Ch10. Nonlinear sytems. Cannot be fully described by responses to sinewaves. But often characterised by response to sines at different levels, and pairs of sinewaves. Ch10.1. Volterra Series. Linear convolution model plus corretion terms. (also Wiener series) Zero term: constant. First term: Linear response. Second term: Product response. Third order: cubic. Ch10.3-10.4. Essential nonlinearities (in the ear). Fig10.2. Measurements on live cochlea demonstrating non-linearity. Two-tone supression. Intermodulation distortion.

Ch11. Automatic gain control.

Ch21. Stabilized Audatory Image (SAI)

Ch22. Binaural spatial hearing.

Head-related transfer function.
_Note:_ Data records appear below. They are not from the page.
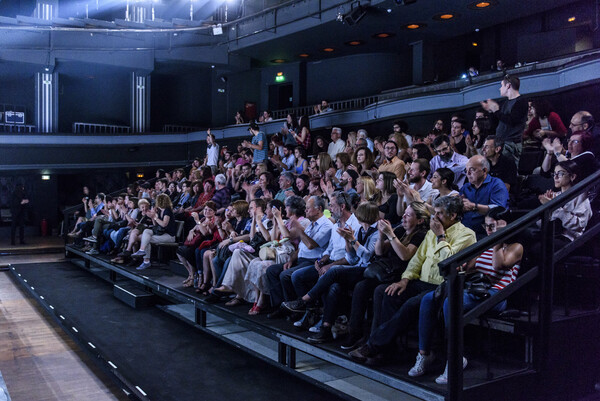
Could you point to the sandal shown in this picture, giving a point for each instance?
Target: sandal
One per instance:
(235, 302)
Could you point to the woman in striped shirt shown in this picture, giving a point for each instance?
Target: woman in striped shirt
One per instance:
(499, 264)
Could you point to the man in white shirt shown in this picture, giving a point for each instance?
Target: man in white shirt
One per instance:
(337, 145)
(314, 240)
Acoustic reason for differences in sound from different sides. Neural extraction of interaural differences.

How we can localize sound even in reverberant conditions. Precedence effect. Law of first waveform. Haas effect.
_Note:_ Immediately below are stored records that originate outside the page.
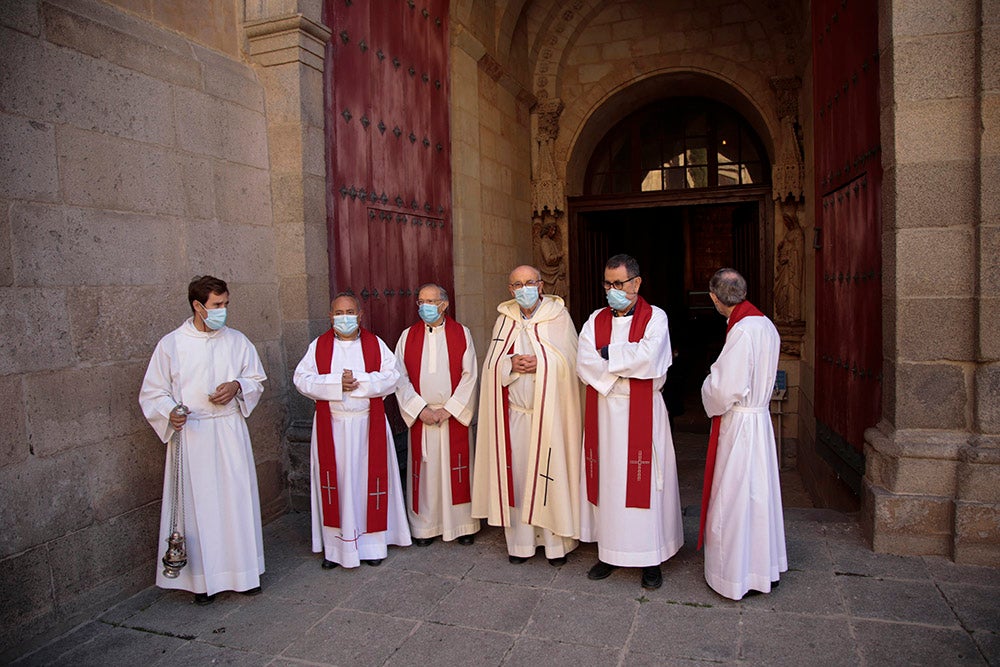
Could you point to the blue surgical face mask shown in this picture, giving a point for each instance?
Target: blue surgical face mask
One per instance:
(215, 318)
(428, 312)
(526, 296)
(617, 299)
(345, 325)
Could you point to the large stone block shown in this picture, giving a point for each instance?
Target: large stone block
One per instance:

Ch23.1. Scene analysis. CASA: Computational Auditory Scene Analysis.

Ch23.2 Attention and Stream Segregation Separating pieces of sound into different tracks. Pay 'attention' to particular streams Following Gestalt principles: common-fate etc time-frequency masks. Binary masks.

Ch24. Learning and applications

Application: Hearing aids

Ch25.3 Bandpass power and Quadratic Features Autocorrelation coefficients, power spectra equivalent. Direct learning of waveform filters. Filter learning. RElies on a nonlinearity of some kind, quadratic or other, to rectify filter output or choose sparsity based on outputs with highest power.

Cascading layers of bandpass quadraticfeature extraction, using wavelet transforms with power detection: Wavelet modulus operators.

Ch28.5 Medial diagnostics through sound. auscultation Heart murmurs. Lung. The relevant range of frequencies for hearts is lower than normal human hearing. <20Hz.

Fault detection in machinery by technicians often also use sound.

Multi-channel audio

Stereo. Binaural. Many-channels. Microphone array.

Input represenations

  • Left, right. L-R (absolute) difference.
  • Phase and magnitude spectrograms.
  • Reference audio,

Strategies

  • Early fusion. Multiple spectrogram as input to first layer.
  • Intermediate fusion. Multi-head Neural Network.
  • Late fusion. Concatenation of features, then classifiers backend.
  • Ensembling. Multiple separate neural networks. Results combined.